Fakat sonra, Kopenhag’daki o sergi olmadı. Çünkü kadını kovdular. Bu içimde kaldı. Sonra filmlere uzun uzun baktım. Filmlerin bana ihtiyacı olmadığı ortaya çıkmaya başladı. Filmler tek başlarına çağırılmaya başladılar. Rotterdam Film Festivali’ne çağrıldılar. Oraya gittim ve utandım. Çünkü çok çok farklı duruyordu. Konu yok, hiçbir gıdıklama yok, bir şey geçiyor, iki dakika sürüyor, iki dakika yirmi saniye sürüyor, montaj yok, bir şey başlıyor, bir şey bitiyor…
50 yıldan beri hep bir kesişmeler doğmaya başladı. 50 yılın içinde belki bu kadar şuurunda değildim, ama 40 yaşlarında şuuruna varmaya başladım, şimdi tamamen şuurundayım. Birtakım çok eski şeyler sürekli gelmeye başladı. Bu sergiler ve işler çoğaldıkça ve yaş da ilerledikçe sergilerin kurulma ve icra meseleleri devreye giriyor. Mesela Arter’deki sergideki işlerden 4-5 tanesi 20-30 yıl arayla üretildi. Venedik Bienali’ndeki yerleştirmem oraya nasıl geldi, başka hangi yapıtları çağırdı, koleksiyonlardaki hangi işleri birleştirdi, aslında büyük flashback.
Buradaki sergide, Munch’un çığlığı yıllardır ama yıllardır devreye giriyor. Çok rastlantısal durumlar var. Benim çocukluk dönemimde -9-10 yaşlarında- bir bağırış devrim oldu. Onun tedavisi, bilmem neleri filan… Sonra Munch’un resmiyle karşılaşmam, onun beni sanata sürüklemesi ve sonra Munch gibi resimlere yaklaşmam, daha sonra hocalık zamanımda gençlerle konuşurken Munch’un fırlaması, hatta ‘hortlaması’ diyeyim. Ve Munch üzerine büyük bir çalışmaya girdim. 1990’larda Munch Müzesi’nde beni tek başıma bırakabildiler ve o deneyimden sonra başka bir şeyler doğmaya başladı; sonraları epey suluboyalar doğdu… 2004’te onları Delacroix Müzesi’nde gösterdim.
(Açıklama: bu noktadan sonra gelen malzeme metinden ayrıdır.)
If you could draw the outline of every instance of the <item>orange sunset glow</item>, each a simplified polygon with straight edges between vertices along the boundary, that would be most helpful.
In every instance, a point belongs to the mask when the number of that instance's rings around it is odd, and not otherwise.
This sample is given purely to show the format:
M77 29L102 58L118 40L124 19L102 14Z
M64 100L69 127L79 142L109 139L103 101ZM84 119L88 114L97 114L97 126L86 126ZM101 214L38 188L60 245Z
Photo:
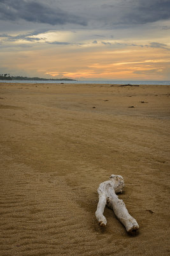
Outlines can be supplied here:
M48 1L43 2L44 7ZM9 22L3 20L1 72L78 80L169 79L169 19L157 20L154 16L152 22L149 19L140 20L141 18L134 22L129 17L128 24L124 23L124 15L129 11L121 10L117 3L115 10L111 8L114 12L123 12L120 14L122 20L118 24L107 8L107 1L104 5L103 2L99 1L94 17L83 13L83 19L75 16L72 22L66 17L64 21L43 22L42 26L41 20L37 22L32 18L28 22L22 17L18 20L16 18L10 28ZM60 3L60 8L66 6L64 3L67 1ZM69 4L71 10L71 6ZM93 3L89 12L94 12ZM98 25L97 12L101 15ZM141 12L139 7L138 12ZM52 22L56 24L52 25ZM3 25L8 33L3 31Z

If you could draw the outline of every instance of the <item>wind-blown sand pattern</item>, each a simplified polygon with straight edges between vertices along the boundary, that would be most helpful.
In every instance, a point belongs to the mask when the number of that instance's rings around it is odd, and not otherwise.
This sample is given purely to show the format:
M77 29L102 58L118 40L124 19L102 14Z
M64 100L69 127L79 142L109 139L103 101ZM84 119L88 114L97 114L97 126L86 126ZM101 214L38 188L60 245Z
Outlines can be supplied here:
M0 93L1 256L169 255L169 86L1 83ZM136 236L109 209L106 227L96 219L112 173Z

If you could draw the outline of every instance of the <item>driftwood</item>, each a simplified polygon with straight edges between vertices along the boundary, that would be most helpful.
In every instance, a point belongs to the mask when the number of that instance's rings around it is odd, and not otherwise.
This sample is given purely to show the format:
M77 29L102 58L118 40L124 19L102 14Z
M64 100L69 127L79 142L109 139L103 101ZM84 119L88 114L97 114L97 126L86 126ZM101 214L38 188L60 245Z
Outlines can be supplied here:
M97 193L99 202L96 216L101 226L104 227L107 221L103 215L106 204L114 211L115 214L125 226L126 230L132 233L139 228L136 220L128 212L122 200L118 199L117 193L122 193L124 187L124 179L120 175L112 174L110 180L101 183Z

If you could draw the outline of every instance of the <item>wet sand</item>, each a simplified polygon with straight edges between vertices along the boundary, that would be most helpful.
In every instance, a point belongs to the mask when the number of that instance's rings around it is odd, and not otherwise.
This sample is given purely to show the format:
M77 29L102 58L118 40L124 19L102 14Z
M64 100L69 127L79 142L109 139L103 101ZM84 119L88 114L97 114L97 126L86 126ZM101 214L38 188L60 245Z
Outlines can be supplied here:
M169 255L169 99L170 86L1 83L0 255ZM134 236L109 209L96 219L112 173Z

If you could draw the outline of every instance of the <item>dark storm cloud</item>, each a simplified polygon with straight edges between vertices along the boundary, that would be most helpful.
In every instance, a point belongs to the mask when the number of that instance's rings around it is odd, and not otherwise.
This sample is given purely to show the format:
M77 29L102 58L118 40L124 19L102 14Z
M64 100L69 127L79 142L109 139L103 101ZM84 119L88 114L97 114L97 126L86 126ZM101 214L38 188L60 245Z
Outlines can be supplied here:
M115 3L114 3L115 2ZM113 24L140 24L170 18L169 0L120 0L113 4L102 4L104 11L117 13Z
M69 12L46 3L32 0L0 0L0 19L46 23L50 25L62 25L73 23L87 25L86 20Z
M3 38L4 38L3 40L8 42L16 42L20 40L24 40L25 41L30 41L30 42L39 41L42 39L45 40L46 38L39 38L38 37L31 37L31 36L38 35L45 31L46 30L43 29L39 31L34 31L26 34L18 35L14 36L10 36L10 35L7 34L2 34L0 35L0 37Z

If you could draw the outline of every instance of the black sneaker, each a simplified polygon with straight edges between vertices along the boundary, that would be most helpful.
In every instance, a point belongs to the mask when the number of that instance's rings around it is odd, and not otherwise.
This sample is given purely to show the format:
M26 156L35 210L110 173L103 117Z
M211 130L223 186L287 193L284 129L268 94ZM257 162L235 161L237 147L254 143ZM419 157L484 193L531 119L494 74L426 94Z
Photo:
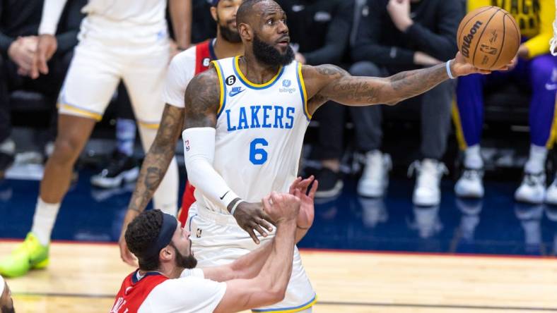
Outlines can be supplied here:
M340 175L329 168L323 168L315 175L315 179L319 181L315 197L329 198L336 197L342 191L344 184L340 178Z
M137 179L139 168L133 157L115 151L112 152L108 166L91 177L91 185L102 188L113 188L122 181L132 182Z
M6 170L13 163L13 154L0 152L0 179L4 178Z

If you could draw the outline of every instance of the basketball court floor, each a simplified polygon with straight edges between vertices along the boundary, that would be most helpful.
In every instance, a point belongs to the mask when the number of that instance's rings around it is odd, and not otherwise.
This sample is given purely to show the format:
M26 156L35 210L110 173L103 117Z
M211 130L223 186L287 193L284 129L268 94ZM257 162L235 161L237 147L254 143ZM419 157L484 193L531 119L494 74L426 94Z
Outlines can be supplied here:
M64 200L46 270L8 279L18 312L108 312L124 277L115 242L134 185L92 189L82 171ZM413 180L392 180L382 200L345 182L319 201L299 246L316 312L557 312L557 208L515 204L518 182L486 182L483 201L414 207ZM0 255L31 224L38 182L0 183ZM184 296L187 295L184 294Z

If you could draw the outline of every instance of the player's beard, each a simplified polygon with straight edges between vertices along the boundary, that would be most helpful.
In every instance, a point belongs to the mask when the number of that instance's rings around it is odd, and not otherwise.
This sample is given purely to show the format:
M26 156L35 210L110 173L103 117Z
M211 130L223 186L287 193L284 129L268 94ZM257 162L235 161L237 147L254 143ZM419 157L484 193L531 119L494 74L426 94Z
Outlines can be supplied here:
M171 245L174 247L174 250L176 251L176 265L177 266L183 267L184 269L194 269L197 266L197 259L196 259L195 257L194 257L194 254L192 253L191 243L189 245L189 255L182 254L174 245Z
M233 22L234 20L231 20L226 22L225 25L221 25L221 19L218 18L218 16L216 17L216 23L218 25L221 36L223 36L223 38L228 42L238 44L242 42L242 38L240 37L240 33L238 33L238 30L232 29L231 25Z
M276 48L261 40L257 34L253 36L253 54L262 63L269 66L288 65L294 59L294 51L290 45L281 54Z

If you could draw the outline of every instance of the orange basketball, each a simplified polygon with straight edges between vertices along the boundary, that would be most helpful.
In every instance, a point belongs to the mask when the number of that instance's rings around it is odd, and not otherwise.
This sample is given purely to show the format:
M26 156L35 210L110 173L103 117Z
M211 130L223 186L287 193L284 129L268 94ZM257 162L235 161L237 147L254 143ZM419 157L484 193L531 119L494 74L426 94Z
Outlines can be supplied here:
M482 6L467 14L460 22L457 44L469 63L483 70L497 70L517 54L520 29L506 11Z

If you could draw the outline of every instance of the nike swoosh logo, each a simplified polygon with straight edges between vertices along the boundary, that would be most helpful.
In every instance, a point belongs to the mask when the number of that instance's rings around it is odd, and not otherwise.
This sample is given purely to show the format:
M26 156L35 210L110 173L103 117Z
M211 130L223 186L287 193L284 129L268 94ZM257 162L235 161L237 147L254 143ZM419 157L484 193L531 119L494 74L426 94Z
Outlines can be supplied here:
M230 97L234 97L234 96L235 96L236 94L239 94L239 93L240 93L240 92L245 92L245 89L242 89L242 90L238 90L238 91L237 91L237 92L228 92L228 95L229 95L229 96L230 96Z
M230 190L227 191L226 192L224 193L224 195L223 195L222 197L219 197L219 198L221 198L221 200L222 200L223 199L224 199L224 197L230 192Z

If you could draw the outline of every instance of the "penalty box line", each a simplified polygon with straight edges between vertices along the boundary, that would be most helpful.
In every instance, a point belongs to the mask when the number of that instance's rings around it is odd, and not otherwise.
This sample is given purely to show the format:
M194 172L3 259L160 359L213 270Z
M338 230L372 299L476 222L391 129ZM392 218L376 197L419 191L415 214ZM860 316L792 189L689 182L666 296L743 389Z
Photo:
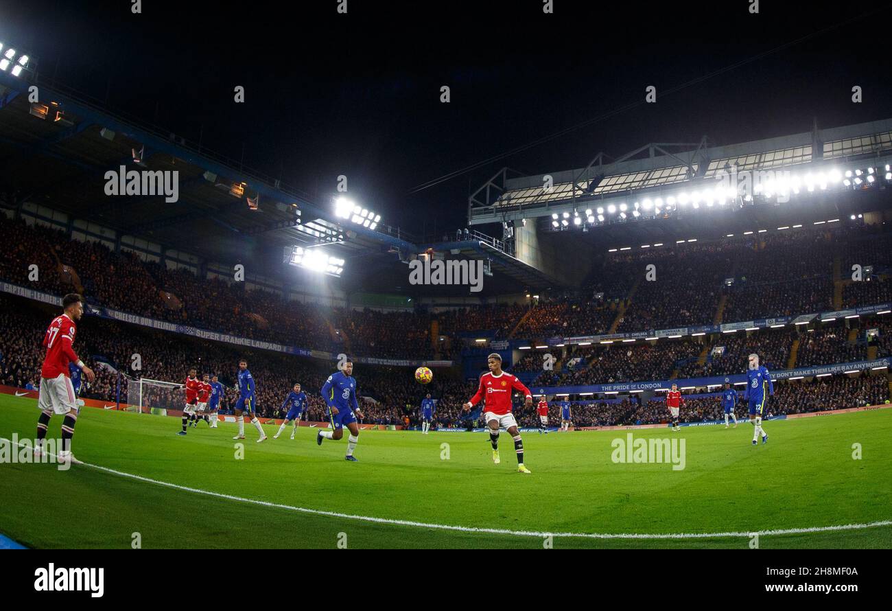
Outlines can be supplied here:
M10 443L12 443L12 442L8 439L0 438L0 441L10 442ZM16 443L16 445L21 447L25 447L25 445L21 442ZM49 456L53 456L54 458L54 455L52 454L51 452L46 452L46 454ZM856 531L856 530L863 530L865 528L879 528L881 526L892 526L892 520L880 520L878 522L869 522L865 524L839 524L833 526L812 526L808 528L782 528L782 529L774 529L767 531L750 531L747 533L730 532L730 533L544 533L544 532L540 533L536 531L512 531L506 528L480 528L477 526L455 526L450 524L416 522L414 520L395 520L386 517L374 517L371 516L356 516L353 514L344 514L338 511L326 511L324 509L310 509L309 508L296 507L293 505L273 503L268 500L260 500L258 499L237 497L232 494L225 494L223 492L214 492L212 491L202 490L201 488L191 488L189 486L182 486L178 483L162 482L161 480L152 479L151 477L145 477L144 475L136 475L132 473L119 471L117 469L110 468L108 467L103 467L101 465L82 463L80 467L88 467L90 468L96 469L98 471L104 471L105 473L110 473L113 475L118 475L120 477L127 477L139 482L145 482L146 483L153 483L158 486L164 486L165 488L171 488L173 490L179 490L186 492L192 492L194 494L203 494L205 496L214 497L217 499L225 499L227 500L235 500L240 503L260 505L261 507L268 507L276 509L285 509L285 511L295 511L313 516L339 517L347 520L356 520L359 522L368 522L371 524L391 524L396 526L411 526L414 528L429 528L434 530L453 531L459 533L479 533L479 534L503 534L503 535L510 535L516 537L535 537L537 539L544 539L545 537L567 537L573 539L675 539L675 540L728 539L728 538L750 539L756 535L762 537L762 536L781 535L781 534L831 533L837 531Z

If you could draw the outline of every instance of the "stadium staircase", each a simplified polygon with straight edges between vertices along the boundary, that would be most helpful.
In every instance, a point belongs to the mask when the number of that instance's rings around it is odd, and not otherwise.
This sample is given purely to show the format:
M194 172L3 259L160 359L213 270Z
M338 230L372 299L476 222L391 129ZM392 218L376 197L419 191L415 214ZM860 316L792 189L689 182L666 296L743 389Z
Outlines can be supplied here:
M533 306L533 308L535 306ZM509 340L513 340L514 339L514 334L516 333L517 333L517 329L520 328L520 326L524 324L524 320L526 320L528 318L530 318L531 314L533 314L533 308L530 308L525 312L524 312L524 316L520 317L520 320L517 321L517 324L514 326L513 329L511 329L511 333L508 334L508 338Z
M842 279L842 259L833 257L833 310L842 310L842 289L846 283Z
M632 300L635 296L635 292L638 291L638 286L640 284L641 277L639 277L638 280L635 281L635 284L632 285L631 289L629 289L629 294L626 295L626 298L622 303L619 304L619 307L616 308L616 318L614 318L613 324L610 325L610 328L607 329L607 334L616 333L616 327L619 326L620 322L623 320L623 317L625 316L625 306L627 303L632 303Z
M793 345L789 348L789 359L787 359L787 368L796 367L796 359L799 357L799 338L793 340Z
M715 317L713 318L713 325L722 324L722 319L724 318L724 307L727 302L728 295L722 295L722 299L719 300L719 307L715 309ZM702 365L703 363L700 364Z

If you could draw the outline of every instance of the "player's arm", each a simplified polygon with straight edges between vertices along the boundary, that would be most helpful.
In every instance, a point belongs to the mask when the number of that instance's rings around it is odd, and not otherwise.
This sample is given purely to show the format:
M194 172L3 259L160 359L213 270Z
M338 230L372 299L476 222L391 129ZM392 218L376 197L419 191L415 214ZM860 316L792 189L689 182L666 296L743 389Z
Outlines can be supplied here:
M69 327L67 329L67 333L63 334L62 336L62 351L66 357L68 357L69 360L74 362L80 367L80 370L84 372L85 376L87 376L87 381L93 382L96 378L96 375L93 373L93 369L87 367L87 365L84 364L84 361L78 358L78 354L74 351L74 348L71 346L71 343L74 342L70 335L72 328L73 327Z
M476 405L480 401L480 400L483 398L483 393L485 392L486 391L483 389L483 376L480 376L480 384L477 386L477 392L475 392L474 396L471 397L470 400L468 400L464 405L465 411L469 411L471 409L471 408L473 408L475 405Z

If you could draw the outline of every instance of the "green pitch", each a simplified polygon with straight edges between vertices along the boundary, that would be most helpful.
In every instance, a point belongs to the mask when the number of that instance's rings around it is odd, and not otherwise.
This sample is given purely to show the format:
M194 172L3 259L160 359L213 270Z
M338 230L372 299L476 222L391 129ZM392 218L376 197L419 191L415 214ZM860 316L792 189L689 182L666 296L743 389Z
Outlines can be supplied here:
M0 395L0 437L33 439L36 401ZM62 424L54 417L50 436ZM433 524L533 533L713 533L802 529L892 520L892 410L768 422L752 427L635 431L635 438L683 438L685 467L616 464L627 432L524 434L526 465L516 473L510 437L493 465L483 433L364 432L356 456L341 442L316 445L317 429L290 427L255 442L245 426L202 423L178 437L179 419L86 408L74 437L80 460L179 486L293 508ZM442 447L447 443L448 449ZM853 458L860 444L861 459ZM448 459L445 453L448 450ZM87 466L0 464L0 533L36 548L541 548L544 539L301 513L208 496ZM341 534L343 533L343 534ZM339 539L340 537L340 539ZM746 549L747 537L585 539L559 548ZM892 526L764 534L761 548L892 548Z

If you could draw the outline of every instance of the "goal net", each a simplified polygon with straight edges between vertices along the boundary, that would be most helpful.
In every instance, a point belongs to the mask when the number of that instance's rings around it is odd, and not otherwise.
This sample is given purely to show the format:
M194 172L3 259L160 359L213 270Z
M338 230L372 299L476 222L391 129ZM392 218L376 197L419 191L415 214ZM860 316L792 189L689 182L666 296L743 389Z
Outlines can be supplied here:
M165 416L168 409L182 409L186 398L183 384L143 377L127 384L127 402L139 406L141 414Z

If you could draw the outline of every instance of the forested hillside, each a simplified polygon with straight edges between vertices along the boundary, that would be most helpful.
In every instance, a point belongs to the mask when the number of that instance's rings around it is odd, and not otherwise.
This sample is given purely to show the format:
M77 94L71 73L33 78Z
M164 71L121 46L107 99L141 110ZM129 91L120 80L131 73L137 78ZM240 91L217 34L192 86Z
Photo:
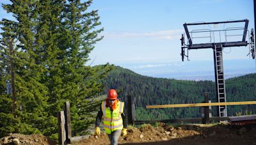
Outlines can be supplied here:
M212 102L216 102L215 83L211 81L182 81L156 78L138 74L129 69L116 67L103 82L106 91L118 89L118 97L125 100L127 95L134 97L137 120L200 117L200 107L154 109L146 110L146 105L199 103L208 92ZM255 100L256 74L226 80L227 102ZM216 107L212 108L213 115ZM255 114L255 105L228 106L228 116Z

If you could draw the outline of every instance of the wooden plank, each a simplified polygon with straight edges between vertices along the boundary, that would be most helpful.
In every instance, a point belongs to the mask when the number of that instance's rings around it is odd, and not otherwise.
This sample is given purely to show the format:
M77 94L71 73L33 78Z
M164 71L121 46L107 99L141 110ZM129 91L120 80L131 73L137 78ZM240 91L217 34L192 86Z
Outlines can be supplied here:
M65 128L66 130L66 139L67 143L70 143L70 139L72 137L72 131L71 131L71 118L70 118L70 104L69 102L65 102Z
M66 132L65 130L65 116L64 111L58 111L58 127L59 135L59 144L64 145L66 141Z
M211 106L249 105L249 104L256 104L256 101L153 105L153 106L146 106L146 108L153 109L153 108L166 108L166 107L202 107L202 106Z

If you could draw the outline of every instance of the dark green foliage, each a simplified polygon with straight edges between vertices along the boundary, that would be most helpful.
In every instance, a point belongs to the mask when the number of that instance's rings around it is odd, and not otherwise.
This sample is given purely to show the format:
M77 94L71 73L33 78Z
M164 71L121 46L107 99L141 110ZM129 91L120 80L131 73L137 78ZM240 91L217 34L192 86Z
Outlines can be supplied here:
M215 83L210 81L155 78L116 67L103 83L106 88L121 90L118 95L121 100L125 100L127 95L134 97L137 120L201 117L200 107L145 109L146 105L200 103L204 100L205 92L209 92L212 102L216 102ZM227 102L255 100L256 74L226 80L226 90ZM236 112L246 109L255 114L255 105L228 106L228 115L236 116ZM212 109L215 116L216 107Z

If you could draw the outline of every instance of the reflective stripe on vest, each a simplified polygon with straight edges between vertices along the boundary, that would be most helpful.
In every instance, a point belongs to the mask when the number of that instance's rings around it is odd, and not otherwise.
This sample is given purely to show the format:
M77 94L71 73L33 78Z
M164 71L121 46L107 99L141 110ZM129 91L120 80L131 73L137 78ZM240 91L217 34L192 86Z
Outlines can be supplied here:
M109 107L106 106L106 102L104 101L101 106L103 113L103 124L106 133L110 134L111 132L123 128L123 120L121 114L124 112L124 103L118 101L116 109L112 112Z

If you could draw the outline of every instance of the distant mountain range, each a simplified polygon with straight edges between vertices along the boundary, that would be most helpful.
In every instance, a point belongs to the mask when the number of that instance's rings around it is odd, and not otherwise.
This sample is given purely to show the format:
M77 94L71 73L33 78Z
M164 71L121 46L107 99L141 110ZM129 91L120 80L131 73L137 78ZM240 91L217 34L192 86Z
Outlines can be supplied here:
M214 81L212 61L185 61L163 63L118 64L118 66L147 76L182 80ZM227 60L223 62L225 78L228 79L256 72L255 60Z
M199 72L199 71L198 71ZM181 77L183 74L180 74ZM130 69L115 66L102 80L104 92L115 88L118 99L127 102L128 96L134 99L137 120L185 118L200 117L200 107L146 109L147 105L199 103L205 92L212 102L217 101L215 83L211 81L186 81L157 78L141 75ZM227 102L252 101L256 97L256 73L227 79L225 81ZM256 106L228 106L228 116L236 113L255 114ZM212 114L216 107L212 107Z

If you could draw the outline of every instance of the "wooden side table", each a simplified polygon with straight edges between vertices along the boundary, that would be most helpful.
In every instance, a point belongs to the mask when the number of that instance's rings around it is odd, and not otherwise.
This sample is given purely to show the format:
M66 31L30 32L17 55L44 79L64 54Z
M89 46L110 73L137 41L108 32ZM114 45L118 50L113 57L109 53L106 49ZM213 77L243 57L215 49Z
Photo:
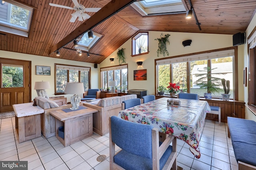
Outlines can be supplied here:
M114 96L118 96L118 93L106 93L106 97L113 97Z
M65 147L92 135L92 113L98 111L85 107L67 113L62 110L50 112L55 117L56 137ZM64 138L59 136L58 128L61 127L64 127Z
M41 117L44 110L33 103L12 105L15 113L15 128L19 143L41 136Z

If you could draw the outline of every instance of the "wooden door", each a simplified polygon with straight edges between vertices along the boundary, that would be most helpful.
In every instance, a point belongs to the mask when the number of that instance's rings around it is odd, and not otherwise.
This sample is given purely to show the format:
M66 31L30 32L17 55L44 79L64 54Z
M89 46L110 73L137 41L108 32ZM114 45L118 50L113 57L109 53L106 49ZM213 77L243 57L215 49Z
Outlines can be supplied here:
M13 111L12 105L30 102L31 95L30 61L0 58L0 113Z

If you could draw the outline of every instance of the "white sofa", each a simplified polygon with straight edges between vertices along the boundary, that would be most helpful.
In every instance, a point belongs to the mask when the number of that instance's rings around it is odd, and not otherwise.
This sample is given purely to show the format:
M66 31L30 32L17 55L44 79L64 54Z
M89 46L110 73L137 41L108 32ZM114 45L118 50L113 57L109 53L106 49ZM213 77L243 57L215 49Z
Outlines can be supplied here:
M92 105L89 102L83 102L84 105L98 111L93 113L93 131L103 136L109 132L108 118L118 116L122 110L123 101L137 98L137 95L128 95L122 96L107 97L99 100L98 103Z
Renklerle, Delacroix’nın Cezayir’de yaptığı şeylerle ve benim işlerimle olan bağlantıyı küratör anladı. Filmler de geçti orada onlarla beraber. Bunlar sanki bir yolda birlikte gitmeye başladılar, yollar da çoğalmaya başladı.
Sizin filmlerinizde ve özellikle suluboya işlerinizde nerdeyse ritüelistik eylemler var ve işler izleyiciden de böyle bir düşünme ve duygu durumu talep ediyor. Bu anlamda, “Çığlık”ın hırçınlığı ile sizin yapıtlarınız arasında bir karşıtlık var mı? Veya renkler ve hareketler dönüşerek, değişerek sizin işlerinizle bir ortak payda mı oluşturuyor acaba?
“Çığlık” resminde ağzı açık, kulaklarını kapatan kişi neden kulaklarını kapatıyor? Çünkü bir bağırtı duyuyor. Oranın bir hayvan kesilme yeri olduğunu öğrendim. Zamanla onun bağırmadığından emin olmaya başladım. Göğe baktığımız zaman ses dalgalarının oluştuğunu, yani sesi görsele dönüştürdüğünüzü fark edersiniz. O hırçınlık dediğiniz şey, Munch’ta ifadenin hep görsel olduğu ve görselliğin de kalkıp sessiz olduğudur. Bu diyalektik üzerine çok çalıştım. Ve ‘çığlık’ derken, aynı zamanda hız mevhumunu da koyuyorsunuz… Munch’un resimleri yıllarca bitmiş olarak kâle alınmamış, Oslo’daki müzede çoğunda imza olmayan yüzlerce yapıta eskiz olarak baktılar. Çünkü Munch ‘bırakmayı’, ‘üzerine gitmeye vakit yokmuş gibi davranmayı’ bir dil olarak ortaya koydu. Ben bu yaşadığım şeyi, benim portremle hayatımın bir devrinde, 2014’te ifade etmeye çalıştım. Burada, 85 Çığlık: Munch’tan Sonra sergisinde Munch’un portresinden etkilenerek yaptığım 100 tane otoportreden, benim yaşıma referans ile 85’i gösterilecek. Her birini yapması 15 saniye bile sürmedi. Bazen 8, bazen 9 saniye sürdü. Gittikçe ustalaştım ve bu hıza ulaştım. Sergide 22 tane vitray var, bunlardan birincisi benim doğum yılım. Bir yerde birinin bir provokasyonuyla bu bir sergiye dönüştü, içindeki eleman da bir provokasyonla oldu.
Bundan 50 yıl sonra bir Sarkis sergisi nasıl düzenlenebilir?
Ben aslında bunun örneğini sürekli veriyorum. Yapıtların sergilerde nasıl buluştuğunu vaaz ediyorum, ama bunu yaparken icradan söz ediyorum… Şöyle bir örnek vereyim: Fransız Devrimi’nden önce müzisyenler, besteciler sarayın içinde icra ediyordu. Orkestra sayısı azdı. Saraylar yok edildikten sonra müzik dışarı taştı ve müzisyen sayısı da arttı. Akıl daha demokratikleşmeye başladı. “Tarih benim” diyen zümre yok olmaya başladıktan sonra “Tarih bizim” diyen yazarlar, çizerler, felsefeciler doğmaya başladı ve daha geniş çaplı bir müzik ortaya çıkmaya başladı. Orkestra şefi o zaman doğdu. Ben bu orkestra şefinin olacağına inandığım için bunu öğretmeye çalışıyorum. Tek bir kişinin vücudu olarak değil, vücutların birleşmesi olarak… Burada da bunu yapıyorum.